Aí, criamos outro tipo de torcedor: o que torce pelo seu jogador preferido e leva uma leva de gente para onde for. Messi e Cristiano Ronaldo – e Neymar também bateu aí – são os expoentes dessa modalidade. Notem quantas camisas do Inter de Miami e do Al Nassr estão sendo expostas por aí, sobretudo nas crianças. E isso acaba refletindo também no futebol de seleções. Ao cabo, os candidatos a ídolos brasileiros não esquentam lugar, nem criam laços com clubes daqui, e muita gente não se sente representada, nem é brasileira-com-muito-orgulho-com-muito-amor.

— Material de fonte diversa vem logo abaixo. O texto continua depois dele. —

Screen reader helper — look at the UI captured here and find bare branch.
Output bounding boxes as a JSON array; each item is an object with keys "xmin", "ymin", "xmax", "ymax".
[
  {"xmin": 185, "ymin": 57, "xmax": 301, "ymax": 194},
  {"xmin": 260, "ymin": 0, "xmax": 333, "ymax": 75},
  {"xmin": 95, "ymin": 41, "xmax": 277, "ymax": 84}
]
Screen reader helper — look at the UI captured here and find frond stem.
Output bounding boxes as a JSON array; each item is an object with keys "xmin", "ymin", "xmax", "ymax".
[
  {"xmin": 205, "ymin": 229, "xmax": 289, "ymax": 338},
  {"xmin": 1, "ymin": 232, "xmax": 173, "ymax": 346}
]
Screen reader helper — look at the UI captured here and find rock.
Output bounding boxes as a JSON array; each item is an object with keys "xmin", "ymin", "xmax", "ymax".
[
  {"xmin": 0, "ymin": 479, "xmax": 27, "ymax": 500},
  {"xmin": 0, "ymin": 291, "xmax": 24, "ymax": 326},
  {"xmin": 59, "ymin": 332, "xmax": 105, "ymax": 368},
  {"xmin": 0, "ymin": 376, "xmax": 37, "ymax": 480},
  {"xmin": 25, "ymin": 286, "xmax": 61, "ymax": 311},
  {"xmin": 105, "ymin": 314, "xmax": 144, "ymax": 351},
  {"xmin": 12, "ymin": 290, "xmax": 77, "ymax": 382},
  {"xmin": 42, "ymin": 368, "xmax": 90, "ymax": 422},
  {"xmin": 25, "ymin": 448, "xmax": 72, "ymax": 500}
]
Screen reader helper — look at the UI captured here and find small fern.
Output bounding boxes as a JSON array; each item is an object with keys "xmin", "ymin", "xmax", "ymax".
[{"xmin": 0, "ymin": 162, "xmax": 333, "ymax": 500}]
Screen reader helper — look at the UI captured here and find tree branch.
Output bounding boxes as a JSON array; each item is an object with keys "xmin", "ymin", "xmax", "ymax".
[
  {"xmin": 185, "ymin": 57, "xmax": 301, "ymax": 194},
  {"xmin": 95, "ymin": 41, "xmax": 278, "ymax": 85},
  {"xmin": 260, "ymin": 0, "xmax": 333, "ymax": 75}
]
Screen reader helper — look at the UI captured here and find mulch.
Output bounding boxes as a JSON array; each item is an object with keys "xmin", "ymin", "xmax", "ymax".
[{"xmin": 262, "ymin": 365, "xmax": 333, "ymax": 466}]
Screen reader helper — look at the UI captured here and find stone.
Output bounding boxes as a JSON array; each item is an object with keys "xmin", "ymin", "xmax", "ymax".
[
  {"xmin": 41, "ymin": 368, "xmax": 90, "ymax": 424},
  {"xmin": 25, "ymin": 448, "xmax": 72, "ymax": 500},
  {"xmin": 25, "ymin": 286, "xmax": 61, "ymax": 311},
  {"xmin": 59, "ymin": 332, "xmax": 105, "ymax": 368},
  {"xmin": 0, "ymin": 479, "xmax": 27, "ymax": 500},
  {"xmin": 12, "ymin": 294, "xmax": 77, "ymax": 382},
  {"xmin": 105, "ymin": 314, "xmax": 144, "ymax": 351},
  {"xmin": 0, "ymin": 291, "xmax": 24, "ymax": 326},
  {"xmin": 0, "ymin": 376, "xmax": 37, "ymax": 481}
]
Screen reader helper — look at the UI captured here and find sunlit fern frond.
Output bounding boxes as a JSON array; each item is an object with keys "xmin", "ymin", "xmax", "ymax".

Há outro ponto importante na comparação entre Copa América e Eurocopa: como o produto é trabalhado - e não adianta encampar o ódio-eterno-ao-futebol-moderno. É lidar, como diz-se em Portugal. A partir daí, entender como valorizar a competição como produto. Na sua coluna no Guia da Copa América e da Eurocopa da Placar - mesmo tratamento para ambas, mesmo espaço, bola dentro! -, o jornalista Vitor Sérgio Rodrigues fala, e bem, do desgaste causado pela exposição exagerada da Copa América, a ponto de ser banalizada. A Euro, uma mini-Copa do Mundo, é feita para ser exatamente isso. A competição da lamentável Conmebol - não que a UEFA seja muito melhor, mas sabe trabalhar - caminha para ser mais respeitada. Estabilizar o intervalo entre as edições é um dos passos pais importantes.
Portanto, cada um que acompanhe o que quiser, sem essa de rotular sem contextualizar porque é mais fácil. Esta Copa América, que a Conmebol entregou para os Estados Unidos colocarem em gramados cujas dimensões são diferentes do que veremos na próxima Copa do Mundo (enquanto a Eurocopa é organizada como a própria Copa do Mundo), tem como maior atrativo ser provavelmente a última competição de Messi pela Argentina.
E todos somos responsáveis por isso.